Cats regarded as 'Jews among the animals'

The Nazis' supposed love of animals also revealed their racial mania. Just like people, animals were divided into "valuable" and "unworthy" lives. While big cats of prey like lions and panthers were admired, Nazi writer Will Vesper characterized domestic cats as "treacherous, false and antisocial" because they stalk songbirds. Cats, Vesper concluded, were the "Jews among the animals."

This too followed a sad, common tradition in Europe: Even back in the Middle Ages, cats as well as Jews were assumed to be in league with the devil.

No pets for Jews

A cat named Mujel was the pet of German writer and scholar Victor Klemperer and his wife Eva. When the Nazis came to power, Klemperer, who was Jewish, was gradually stripped of almost everything: reputation, profession and home. Beginning in September 1941, he was forced to pin a yellow "Jew's star" to his clothes. Not much later, Jews were no longer allowed to keep pets. The Klemperers had to give up their beloved tomcat, their symbol of perseverance: "The cat's tail held high in the air is our flag, we will not reel it in," Victor Klemperer wrote in his diary. But the couple could not hide the cat, so they ended up having to put the animal down.  
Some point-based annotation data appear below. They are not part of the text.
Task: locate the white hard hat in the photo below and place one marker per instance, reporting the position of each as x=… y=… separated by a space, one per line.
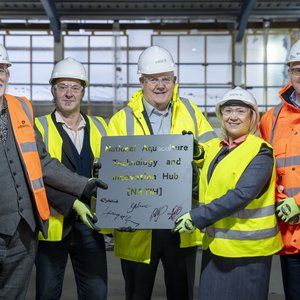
x=235 y=96
x=4 y=56
x=69 y=68
x=155 y=60
x=294 y=54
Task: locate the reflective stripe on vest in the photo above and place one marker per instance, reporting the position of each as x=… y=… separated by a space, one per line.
x=21 y=115
x=207 y=136
x=242 y=235
x=276 y=115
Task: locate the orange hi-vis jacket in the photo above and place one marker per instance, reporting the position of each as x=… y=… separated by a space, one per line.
x=21 y=115
x=280 y=126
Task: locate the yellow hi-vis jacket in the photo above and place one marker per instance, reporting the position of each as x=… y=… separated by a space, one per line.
x=136 y=246
x=53 y=143
x=252 y=231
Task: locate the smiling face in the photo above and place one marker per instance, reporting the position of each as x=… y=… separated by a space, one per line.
x=158 y=89
x=236 y=120
x=68 y=94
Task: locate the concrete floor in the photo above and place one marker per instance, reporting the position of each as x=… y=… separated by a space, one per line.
x=116 y=284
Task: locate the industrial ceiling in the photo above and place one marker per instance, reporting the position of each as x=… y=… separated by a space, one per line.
x=198 y=14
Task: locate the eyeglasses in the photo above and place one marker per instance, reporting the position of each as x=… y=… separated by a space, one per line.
x=63 y=88
x=240 y=112
x=3 y=71
x=295 y=71
x=155 y=81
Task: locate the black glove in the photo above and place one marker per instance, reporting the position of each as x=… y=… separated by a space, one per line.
x=85 y=214
x=198 y=151
x=195 y=184
x=96 y=167
x=90 y=189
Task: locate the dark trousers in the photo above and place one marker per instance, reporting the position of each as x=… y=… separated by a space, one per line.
x=88 y=256
x=227 y=278
x=17 y=255
x=178 y=264
x=290 y=267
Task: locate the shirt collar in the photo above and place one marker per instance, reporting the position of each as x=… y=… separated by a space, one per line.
x=150 y=109
x=235 y=142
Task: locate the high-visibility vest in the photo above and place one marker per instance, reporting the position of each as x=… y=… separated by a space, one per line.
x=252 y=231
x=21 y=115
x=280 y=127
x=54 y=143
x=136 y=246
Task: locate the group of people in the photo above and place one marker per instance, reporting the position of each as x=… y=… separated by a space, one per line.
x=245 y=207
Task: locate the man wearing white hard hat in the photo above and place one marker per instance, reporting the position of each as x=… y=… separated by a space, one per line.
x=236 y=206
x=281 y=127
x=74 y=138
x=25 y=166
x=155 y=109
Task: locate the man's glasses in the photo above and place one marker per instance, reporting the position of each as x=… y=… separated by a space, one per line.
x=240 y=112
x=155 y=81
x=63 y=88
x=295 y=71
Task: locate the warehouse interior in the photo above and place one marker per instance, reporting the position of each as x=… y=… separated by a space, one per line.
x=217 y=45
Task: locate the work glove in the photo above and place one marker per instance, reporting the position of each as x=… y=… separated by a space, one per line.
x=90 y=189
x=184 y=224
x=198 y=151
x=85 y=215
x=96 y=167
x=287 y=209
x=195 y=182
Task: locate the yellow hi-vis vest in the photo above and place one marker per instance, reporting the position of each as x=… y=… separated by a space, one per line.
x=252 y=231
x=53 y=143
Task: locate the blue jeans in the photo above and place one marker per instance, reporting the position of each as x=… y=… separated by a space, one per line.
x=290 y=268
x=86 y=249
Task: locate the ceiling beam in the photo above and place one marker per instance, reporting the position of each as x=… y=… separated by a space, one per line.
x=243 y=20
x=51 y=12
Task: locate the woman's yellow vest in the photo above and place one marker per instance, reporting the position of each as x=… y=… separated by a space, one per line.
x=53 y=143
x=252 y=231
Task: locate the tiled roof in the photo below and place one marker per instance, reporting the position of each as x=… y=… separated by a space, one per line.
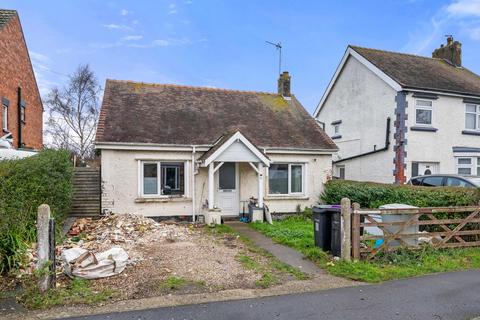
x=6 y=16
x=417 y=72
x=134 y=112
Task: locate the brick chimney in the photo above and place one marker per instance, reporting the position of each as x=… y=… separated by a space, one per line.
x=284 y=84
x=452 y=52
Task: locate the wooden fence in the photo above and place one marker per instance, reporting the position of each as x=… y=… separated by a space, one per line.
x=87 y=192
x=449 y=227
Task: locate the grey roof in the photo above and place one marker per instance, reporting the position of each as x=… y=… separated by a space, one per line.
x=417 y=72
x=6 y=16
x=134 y=112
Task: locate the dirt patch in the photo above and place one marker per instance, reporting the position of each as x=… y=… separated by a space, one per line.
x=172 y=258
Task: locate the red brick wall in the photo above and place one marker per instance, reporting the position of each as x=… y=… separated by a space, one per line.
x=16 y=71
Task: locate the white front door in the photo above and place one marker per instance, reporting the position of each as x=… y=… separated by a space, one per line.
x=426 y=168
x=227 y=189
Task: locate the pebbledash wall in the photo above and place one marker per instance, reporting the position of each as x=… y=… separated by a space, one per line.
x=120 y=181
x=362 y=102
x=16 y=71
x=448 y=123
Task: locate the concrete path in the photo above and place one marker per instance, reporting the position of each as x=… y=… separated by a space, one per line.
x=442 y=296
x=281 y=252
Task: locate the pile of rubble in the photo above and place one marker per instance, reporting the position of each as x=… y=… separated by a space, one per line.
x=125 y=230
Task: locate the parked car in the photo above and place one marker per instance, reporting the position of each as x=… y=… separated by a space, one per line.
x=445 y=180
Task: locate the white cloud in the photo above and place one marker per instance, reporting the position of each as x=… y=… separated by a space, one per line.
x=172 y=8
x=114 y=26
x=132 y=38
x=464 y=8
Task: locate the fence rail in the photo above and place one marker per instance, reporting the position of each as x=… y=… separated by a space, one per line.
x=441 y=227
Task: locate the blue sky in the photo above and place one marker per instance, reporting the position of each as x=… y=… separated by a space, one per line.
x=222 y=43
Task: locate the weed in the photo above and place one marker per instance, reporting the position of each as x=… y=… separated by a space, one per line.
x=77 y=292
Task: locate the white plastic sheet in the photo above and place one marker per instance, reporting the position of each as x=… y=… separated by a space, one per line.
x=88 y=265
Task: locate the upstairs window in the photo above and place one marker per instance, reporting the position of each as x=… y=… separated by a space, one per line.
x=163 y=178
x=284 y=178
x=472 y=116
x=469 y=166
x=4 y=117
x=423 y=112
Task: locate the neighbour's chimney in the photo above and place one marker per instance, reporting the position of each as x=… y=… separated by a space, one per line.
x=284 y=84
x=452 y=52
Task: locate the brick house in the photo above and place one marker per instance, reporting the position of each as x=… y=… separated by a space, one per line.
x=21 y=113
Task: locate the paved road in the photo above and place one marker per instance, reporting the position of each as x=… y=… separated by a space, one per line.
x=440 y=297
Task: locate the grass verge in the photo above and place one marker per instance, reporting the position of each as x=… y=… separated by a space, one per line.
x=297 y=232
x=77 y=292
x=270 y=271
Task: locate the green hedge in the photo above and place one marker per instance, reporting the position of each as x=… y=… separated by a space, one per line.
x=373 y=195
x=24 y=185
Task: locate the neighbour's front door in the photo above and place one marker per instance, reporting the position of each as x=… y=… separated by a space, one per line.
x=227 y=195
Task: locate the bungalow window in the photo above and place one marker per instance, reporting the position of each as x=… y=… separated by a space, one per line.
x=423 y=112
x=5 y=117
x=468 y=166
x=284 y=178
x=472 y=117
x=163 y=178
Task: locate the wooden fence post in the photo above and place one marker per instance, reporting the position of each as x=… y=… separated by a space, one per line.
x=346 y=241
x=356 y=232
x=43 y=224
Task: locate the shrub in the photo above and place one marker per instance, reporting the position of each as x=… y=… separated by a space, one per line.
x=373 y=195
x=24 y=185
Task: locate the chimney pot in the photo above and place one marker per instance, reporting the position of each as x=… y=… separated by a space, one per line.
x=452 y=52
x=284 y=84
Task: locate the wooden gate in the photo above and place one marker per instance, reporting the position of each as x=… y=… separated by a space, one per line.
x=449 y=227
x=86 y=192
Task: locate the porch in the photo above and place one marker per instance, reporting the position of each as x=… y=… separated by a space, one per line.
x=235 y=167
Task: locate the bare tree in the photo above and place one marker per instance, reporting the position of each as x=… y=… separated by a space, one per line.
x=73 y=113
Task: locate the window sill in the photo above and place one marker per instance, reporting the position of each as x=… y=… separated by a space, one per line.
x=426 y=128
x=471 y=132
x=162 y=199
x=286 y=197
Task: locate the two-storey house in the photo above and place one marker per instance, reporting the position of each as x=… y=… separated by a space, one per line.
x=395 y=115
x=21 y=113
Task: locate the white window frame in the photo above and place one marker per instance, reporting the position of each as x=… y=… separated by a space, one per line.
x=177 y=176
x=289 y=180
x=477 y=116
x=159 y=193
x=474 y=165
x=424 y=108
x=4 y=117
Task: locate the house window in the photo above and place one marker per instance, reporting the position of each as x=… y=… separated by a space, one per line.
x=423 y=112
x=468 y=166
x=472 y=117
x=5 y=118
x=284 y=178
x=340 y=172
x=163 y=178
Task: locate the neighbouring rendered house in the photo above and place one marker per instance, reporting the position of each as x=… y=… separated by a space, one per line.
x=21 y=115
x=169 y=150
x=395 y=115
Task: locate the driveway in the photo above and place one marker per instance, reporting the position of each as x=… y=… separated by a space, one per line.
x=444 y=296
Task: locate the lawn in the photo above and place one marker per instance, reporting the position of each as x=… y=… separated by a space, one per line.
x=297 y=232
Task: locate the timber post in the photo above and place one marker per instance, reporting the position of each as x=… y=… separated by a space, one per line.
x=43 y=246
x=346 y=226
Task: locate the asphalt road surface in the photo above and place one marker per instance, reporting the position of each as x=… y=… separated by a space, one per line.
x=444 y=296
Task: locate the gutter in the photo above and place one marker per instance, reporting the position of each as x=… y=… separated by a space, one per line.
x=385 y=148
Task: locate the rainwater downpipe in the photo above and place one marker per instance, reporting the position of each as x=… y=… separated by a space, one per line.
x=194 y=172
Victor Klemperer survived the HolocaustImage: Bundesarchiv, Bild 183-26707-0001

"The ban on pets was yet another step on the way to the complete disenfranchisement of the Jews in Germany," writes Mohnhaupt. It was introduced at the same time as the mass deportations of Jews to the concentration camps, which began in 1941 — so the Gestapo would not have to worry about pets left behind.

'Strategically important': pigs and silkworms

The Nazis had a positive view of pigs — they were meant to feed the German population during the Second World War (1939 - 1945). The Nazis' "Nutritional Aid Organization" collected kitchen waste from private households for them under the slogan "Kampf dem Verderb" (Fight against spoilage), an early form of recycling.

Important for wartime production: silkwormsImage: Fotolia/paylessimages

Other "wartime" animals were bred in schools: silkworms. Their tear-proof, water-repellent and largely fireproof silk was needed for the production of parachutes, and teachers were specially trained in silk-making for this purpose. The students' task was to feed and care for the silkworms.

Silkworm breeding "served as a kind of all-purpose weapon in elementary school classes," says Mohnhaupt. "They were not only used to illustrate biology with living beings, but also to teach children about Nazi racial hygiene in a manner appropriate for children." Teachers taught the children that after all, "breeding could only be successful if all sick and weak specimens were sorted out early."

The Nazis' racial fanaticism became deeply rooted in everyday life and society. From there, it was but a short step to the murder of millions of people defined as "unworthy": Jews, Sinti and Roma, disabled people, political opponents. And the Nazis also used and misused animals for their purposes.